As I write this, SpaceX’s Dragon space capsule is on a boat, having splashed down 250 miles off the California coast on Sunday. Monsters loom off both coasts, then: Frankenstorm to the east, Dragon to the west.
The Dragon capsule splashed down with 1,673 pounds of International Space Station stuff, including the first scientific cargo to come home since the space shuttle program ended in July 2011. Sending home scientific experiments isn’t trivial: the ISS is a national laboratory, remember.
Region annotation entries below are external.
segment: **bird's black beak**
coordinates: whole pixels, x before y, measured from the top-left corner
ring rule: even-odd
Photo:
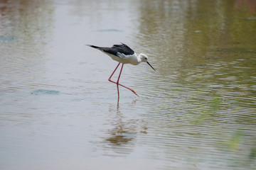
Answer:
[[[156,70],[154,69],[154,68],[153,68],[153,67],[149,64],[149,62],[146,62],[146,63],[149,64],[149,65],[154,71],[156,71]]]

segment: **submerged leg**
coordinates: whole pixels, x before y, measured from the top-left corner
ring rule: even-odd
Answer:
[[[119,62],[119,63],[117,64],[117,67],[114,69],[114,72],[112,72],[112,74],[111,74],[111,76],[110,76],[110,78],[108,79],[108,81],[110,81],[112,82],[112,83],[114,83],[114,84],[117,84],[118,96],[119,96],[119,86],[118,86],[119,85],[120,85],[121,86],[124,87],[124,88],[126,88],[126,89],[132,91],[134,94],[136,94],[137,96],[139,96],[139,95],[138,95],[133,89],[129,89],[129,88],[128,88],[128,87],[127,87],[127,86],[124,86],[124,85],[122,85],[121,84],[119,83],[119,79],[120,79],[120,76],[121,76],[122,70],[123,67],[124,67],[124,64],[122,64],[122,68],[121,68],[121,70],[120,70],[119,75],[119,76],[118,76],[117,81],[117,82],[114,82],[114,81],[112,81],[112,80],[111,79],[111,77],[113,76],[114,73],[115,72],[115,71],[117,70],[117,69],[118,68],[118,67],[119,66],[120,64],[121,64],[121,63]]]

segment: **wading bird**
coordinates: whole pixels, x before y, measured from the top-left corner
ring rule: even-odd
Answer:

Private companies have been critical to NASA since the very beginning, so I don’t feel that singling out SpaceX for its being a private company doing “commercial space” is all that meaningful. The space shuttle was created by contractors. What’s amazing to me, though is that SpaceX built the rocket and the capsule and got it all to work more or less flawlessly with a staff of 1,800 people (Boeing, though they build airplanes, too, employs about 160,000). And while SpaceX does some contracting, a lot of it was done in-house.
Musk talks about his preference for tight teams in his recent Q&A with WIRED editor Chris Anderson. He also talks about his long-term goal of creating a rapidly reusable launch vehicle (that’s aerospeak for rocket) to drive down costs to the point that a Mars mission would be possible and space in general far more accessible. With Musk, the long-term isn’t usually very long. The first I’d heard him on the topic (though probably not the first time he talked about it) was at a University of Colorado event he spoke at with New Horizons Pluto-mission leader Alan Stern in May 2011. I wouldn’t bet against Musk getting it done.